The people who choose to come into a profession where service to children and adolescents is a guiding light inspire us day in and day out. We know that they learn how to write lesson plans, organize classrooms, create assessments and modify instruction accordingly. But we also work diligently to ensure that they foster positive relationships with children and their caregivers. We ask them to regard classrooms, and the teaching/learning that occurs there, as sacred places. We teach them about the importance of being good stewards of the school, the local community and the profession. We foster an understanding that we are not just teachers, administrators, human service professionals and counselors - but our work is central to the very vitality of our nation's democracy as we pursue the broad public purposes of education: an informed and engaged citizenry.

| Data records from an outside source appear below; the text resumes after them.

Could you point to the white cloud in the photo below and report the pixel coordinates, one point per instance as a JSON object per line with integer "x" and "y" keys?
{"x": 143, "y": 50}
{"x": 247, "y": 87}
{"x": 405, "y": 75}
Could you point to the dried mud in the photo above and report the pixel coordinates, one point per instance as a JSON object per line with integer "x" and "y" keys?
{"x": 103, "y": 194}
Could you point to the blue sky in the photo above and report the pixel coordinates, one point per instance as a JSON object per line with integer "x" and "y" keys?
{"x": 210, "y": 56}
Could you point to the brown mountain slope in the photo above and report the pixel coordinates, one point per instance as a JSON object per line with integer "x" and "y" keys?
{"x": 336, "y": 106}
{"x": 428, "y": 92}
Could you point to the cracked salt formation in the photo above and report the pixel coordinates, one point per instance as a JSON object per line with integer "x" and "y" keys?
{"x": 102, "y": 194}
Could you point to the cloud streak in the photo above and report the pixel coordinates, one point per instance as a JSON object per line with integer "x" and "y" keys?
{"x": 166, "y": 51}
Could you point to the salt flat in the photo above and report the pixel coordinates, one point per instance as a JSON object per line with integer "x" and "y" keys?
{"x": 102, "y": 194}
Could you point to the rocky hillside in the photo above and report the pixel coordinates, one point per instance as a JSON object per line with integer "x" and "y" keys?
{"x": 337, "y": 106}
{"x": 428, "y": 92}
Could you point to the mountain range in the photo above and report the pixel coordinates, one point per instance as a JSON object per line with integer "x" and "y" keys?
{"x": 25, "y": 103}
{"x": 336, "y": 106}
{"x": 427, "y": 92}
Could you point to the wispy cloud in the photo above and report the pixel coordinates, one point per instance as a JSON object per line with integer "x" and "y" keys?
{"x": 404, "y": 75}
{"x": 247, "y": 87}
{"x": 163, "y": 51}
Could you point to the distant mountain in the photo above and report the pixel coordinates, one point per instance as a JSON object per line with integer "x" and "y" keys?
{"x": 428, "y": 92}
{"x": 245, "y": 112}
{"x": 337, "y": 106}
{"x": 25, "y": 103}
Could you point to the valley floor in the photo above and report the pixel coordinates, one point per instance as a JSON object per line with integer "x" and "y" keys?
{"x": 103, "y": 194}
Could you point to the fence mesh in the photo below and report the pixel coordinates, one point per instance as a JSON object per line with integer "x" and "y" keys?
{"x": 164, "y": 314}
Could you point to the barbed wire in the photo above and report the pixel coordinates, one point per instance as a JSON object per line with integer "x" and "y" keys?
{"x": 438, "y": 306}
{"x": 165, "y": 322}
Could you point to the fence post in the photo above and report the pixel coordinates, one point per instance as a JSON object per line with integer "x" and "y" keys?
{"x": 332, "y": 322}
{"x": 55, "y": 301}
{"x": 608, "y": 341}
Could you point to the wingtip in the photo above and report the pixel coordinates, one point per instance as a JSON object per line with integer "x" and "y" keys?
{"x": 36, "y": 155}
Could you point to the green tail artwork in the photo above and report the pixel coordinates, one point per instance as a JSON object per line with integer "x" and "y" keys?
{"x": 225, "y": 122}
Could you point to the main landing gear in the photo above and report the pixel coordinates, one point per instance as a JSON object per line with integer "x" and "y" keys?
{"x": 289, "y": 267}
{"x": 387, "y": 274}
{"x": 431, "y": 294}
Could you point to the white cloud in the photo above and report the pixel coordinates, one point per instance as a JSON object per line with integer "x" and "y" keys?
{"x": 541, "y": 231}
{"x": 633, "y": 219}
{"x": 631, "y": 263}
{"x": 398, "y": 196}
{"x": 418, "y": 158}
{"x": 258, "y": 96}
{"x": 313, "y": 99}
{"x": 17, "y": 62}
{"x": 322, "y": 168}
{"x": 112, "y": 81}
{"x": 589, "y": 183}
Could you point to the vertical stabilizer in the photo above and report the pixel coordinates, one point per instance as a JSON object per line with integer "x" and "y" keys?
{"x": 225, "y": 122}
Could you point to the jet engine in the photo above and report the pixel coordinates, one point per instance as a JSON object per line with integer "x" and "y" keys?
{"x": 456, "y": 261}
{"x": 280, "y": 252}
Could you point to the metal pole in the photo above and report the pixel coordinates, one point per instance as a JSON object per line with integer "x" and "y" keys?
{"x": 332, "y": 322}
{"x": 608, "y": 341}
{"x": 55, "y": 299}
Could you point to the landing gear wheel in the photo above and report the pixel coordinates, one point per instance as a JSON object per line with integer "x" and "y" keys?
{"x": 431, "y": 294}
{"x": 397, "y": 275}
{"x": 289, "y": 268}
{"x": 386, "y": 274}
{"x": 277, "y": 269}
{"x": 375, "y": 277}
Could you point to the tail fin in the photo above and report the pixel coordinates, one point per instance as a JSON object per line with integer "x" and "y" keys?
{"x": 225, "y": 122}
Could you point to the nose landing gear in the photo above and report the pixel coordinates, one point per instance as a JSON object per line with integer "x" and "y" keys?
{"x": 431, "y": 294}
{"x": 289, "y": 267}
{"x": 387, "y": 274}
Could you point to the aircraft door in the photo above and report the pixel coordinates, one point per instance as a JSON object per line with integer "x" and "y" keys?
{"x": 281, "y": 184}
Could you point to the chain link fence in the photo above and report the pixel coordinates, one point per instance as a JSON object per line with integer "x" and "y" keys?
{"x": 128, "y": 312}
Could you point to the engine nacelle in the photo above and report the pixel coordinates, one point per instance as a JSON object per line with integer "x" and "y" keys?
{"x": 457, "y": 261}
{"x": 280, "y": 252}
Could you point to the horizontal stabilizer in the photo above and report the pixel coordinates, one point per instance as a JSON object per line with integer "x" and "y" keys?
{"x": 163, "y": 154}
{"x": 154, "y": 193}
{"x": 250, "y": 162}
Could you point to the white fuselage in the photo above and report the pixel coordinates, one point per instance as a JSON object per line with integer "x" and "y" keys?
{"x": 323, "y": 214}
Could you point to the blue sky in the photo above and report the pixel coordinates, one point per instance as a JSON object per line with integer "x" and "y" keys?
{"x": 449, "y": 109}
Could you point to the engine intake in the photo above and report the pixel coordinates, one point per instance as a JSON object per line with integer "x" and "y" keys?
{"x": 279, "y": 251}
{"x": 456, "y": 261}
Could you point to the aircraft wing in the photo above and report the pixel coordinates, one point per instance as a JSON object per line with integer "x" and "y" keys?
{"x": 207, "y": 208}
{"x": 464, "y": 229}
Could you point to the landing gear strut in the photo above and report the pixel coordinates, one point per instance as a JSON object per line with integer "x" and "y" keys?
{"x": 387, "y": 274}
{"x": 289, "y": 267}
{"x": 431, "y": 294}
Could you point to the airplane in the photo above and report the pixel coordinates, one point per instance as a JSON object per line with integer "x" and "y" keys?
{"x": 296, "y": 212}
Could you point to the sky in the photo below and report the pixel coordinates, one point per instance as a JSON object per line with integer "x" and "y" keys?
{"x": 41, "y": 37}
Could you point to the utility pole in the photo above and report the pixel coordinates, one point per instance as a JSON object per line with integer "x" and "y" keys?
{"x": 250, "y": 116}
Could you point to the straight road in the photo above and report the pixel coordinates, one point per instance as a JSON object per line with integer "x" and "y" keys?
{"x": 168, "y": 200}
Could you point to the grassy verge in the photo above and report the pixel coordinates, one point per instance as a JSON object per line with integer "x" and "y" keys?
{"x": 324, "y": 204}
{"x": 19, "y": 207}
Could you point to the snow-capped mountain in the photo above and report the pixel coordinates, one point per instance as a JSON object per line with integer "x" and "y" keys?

Teachers are often thought of as "unforgotten heroes." As we grieve and mourn the tragic deaths of 20 children whose lives gave meaning to a community, let us not forget the courage and commitment of these six who were acting heroically to carry out their work as education professionals. Let us not forget the teachers who calmed their students and ushered them out of the school and into safety. We do so by ensuring that teachers who grace classrooms in our own local communities, states and a grieving nation are recognized for who they are: the forgotten heroes.

Francisco Rios is dean of Woodring College of Education at Western Washington University.